Aprendi recentemente que, entre o povo Aymara dos Andes, o tempo não é uma linha que se estende para a frente. O passado surge à frente – visível, familiar, moldado pela memória. E o futuro vem de trás – escondido da vista, silencioso e incognoscível. Caminha-se para o amanhã guiado pelo que já foi visto.[1]

A última exposição na Appleton Square, Sem pisar o chão[2] de Nuno Sousa Vieira, e na Appleton Box, Perder o nome de Dayana Lucas, fizeram-me refletir sobre a inversão da nossa perspetiva do tempo. O que acontece se tornarmos o tempo algo aberto, quase infinito? Será possível expandir o tempo?

Nuno Sousa Vieira coloca o passado mesmo à nossa frente. 22240 tacos de chão do seu atelier – um por cada dia da sua vida – estão dispostos em camadas, espalhados pelo chão. Desviar-se do ‘bom caminho’ transforma o chão num mapa de memórias. Meticulosamente pintada e dividida em três ações, “arquivar”, “re(arquivar)” e “des(arquivar)”, a acumulação resiste à nostalgia. Em vez disso, apresenta a memória e a identidade como um diálogo contínuo, uma prática espacial. Estaremos sempre a recordar – ou estaremos, por necessidade, a reescrever?
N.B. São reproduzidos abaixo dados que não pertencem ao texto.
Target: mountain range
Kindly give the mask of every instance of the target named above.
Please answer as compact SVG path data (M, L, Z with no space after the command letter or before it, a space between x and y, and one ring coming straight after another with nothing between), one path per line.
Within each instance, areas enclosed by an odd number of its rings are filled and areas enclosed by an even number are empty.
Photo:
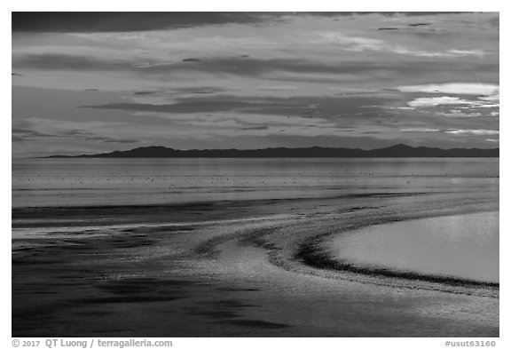
M268 147L263 149L193 149L178 150L165 147L145 147L111 153L51 155L47 158L264 158L264 157L499 157L499 148L441 149L409 147L403 144L379 149L342 147Z

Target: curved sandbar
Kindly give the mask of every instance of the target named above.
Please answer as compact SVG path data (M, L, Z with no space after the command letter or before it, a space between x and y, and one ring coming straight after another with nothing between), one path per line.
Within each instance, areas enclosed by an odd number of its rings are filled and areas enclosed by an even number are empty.
M499 212L372 226L331 241L330 253L361 269L499 284Z

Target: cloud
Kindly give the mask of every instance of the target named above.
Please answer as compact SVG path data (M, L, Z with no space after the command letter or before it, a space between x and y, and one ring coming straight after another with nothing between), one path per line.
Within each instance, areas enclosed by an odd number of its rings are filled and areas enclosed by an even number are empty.
M409 101L408 106L413 107L436 107L442 105L460 105L471 104L468 100L461 99L458 97L421 97Z
M498 130L446 130L444 132L450 134L469 134L476 136L490 136L498 135L499 133Z
M399 90L402 92L448 93L448 94L491 96L499 93L499 85L493 83L428 83L422 85L398 86L397 90Z
M384 28L394 29L394 28ZM477 56L483 57L485 52L482 50L460 50L460 49L449 49L441 52L432 52L417 50L405 46L403 44L396 44L389 43L382 39L375 39L370 37L361 36L350 36L341 32L320 32L317 34L318 38L313 39L312 42L321 44L336 44L343 50L353 52L364 51L375 51L383 52L392 52L397 54L410 55L415 57L427 57L427 58L456 58L466 56Z
M179 29L280 20L285 12L12 12L13 32L93 33Z

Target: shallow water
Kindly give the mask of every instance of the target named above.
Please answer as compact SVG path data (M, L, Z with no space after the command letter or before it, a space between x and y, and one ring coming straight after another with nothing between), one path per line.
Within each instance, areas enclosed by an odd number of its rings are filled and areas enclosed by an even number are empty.
M499 212L373 226L332 243L338 258L359 266L499 282Z
M499 188L499 159L13 159L12 207Z

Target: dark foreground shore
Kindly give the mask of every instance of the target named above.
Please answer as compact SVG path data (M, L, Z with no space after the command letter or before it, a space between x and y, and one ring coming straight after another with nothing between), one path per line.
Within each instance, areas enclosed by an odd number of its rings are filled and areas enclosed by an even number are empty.
M13 210L12 336L498 337L498 284L342 270L321 249L498 210L481 192Z

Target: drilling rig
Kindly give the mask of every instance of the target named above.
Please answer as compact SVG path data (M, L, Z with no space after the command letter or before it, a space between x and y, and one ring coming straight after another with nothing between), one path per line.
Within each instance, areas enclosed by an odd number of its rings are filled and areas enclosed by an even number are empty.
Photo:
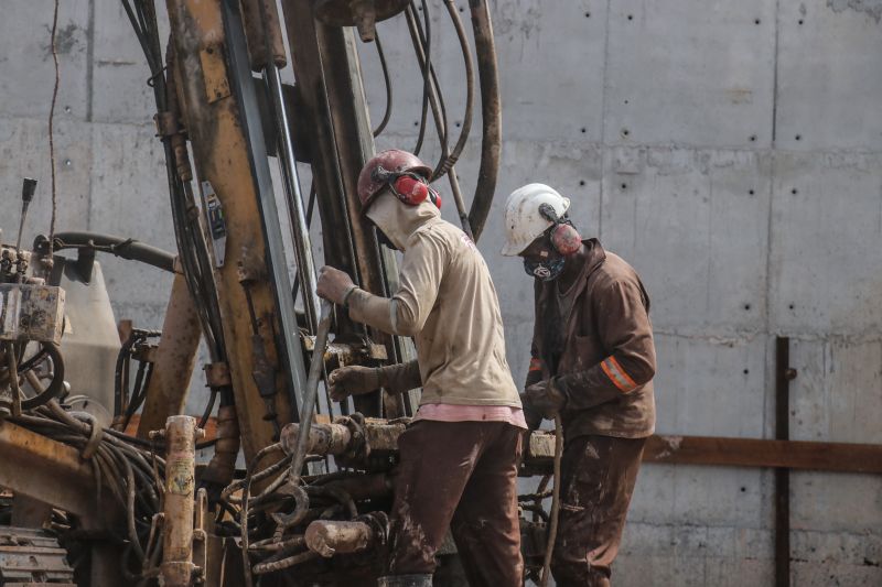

Visão embaçada, uma série de pinturas em acrílico sobre vidro partido, as velhas janelas do estúdio do artista na antiga fábrica Simala, funcionam como ferramentas afetivas. Roxas para o Senegal, amarelas para Leiria, cor-de-rosa para Simala, são uma memória de antigos ateliers. As suas superfícies, fraturadas e irregulares, lembram a arte japonesa do kintsugi, onde as fissuras são enfatizadas em vez de escondidas, revelando o valor da imperfeição. O pó e os resíduos permanecem agarrados ao vidro, repositórios de luz e trabalho passados.

Integrada no ciclo Get Back, com curadoria de Carolina Trigueiros, a exposição marca um regresso, não apenas ao espaço onde o artista expôs pela primeira vez em 2012, mas também à sua própria prática. Parece um autorretrato por etapas – as obras dobram a memória na matéria, os arquivos no presente, caminha-se para a frente olhando para trás.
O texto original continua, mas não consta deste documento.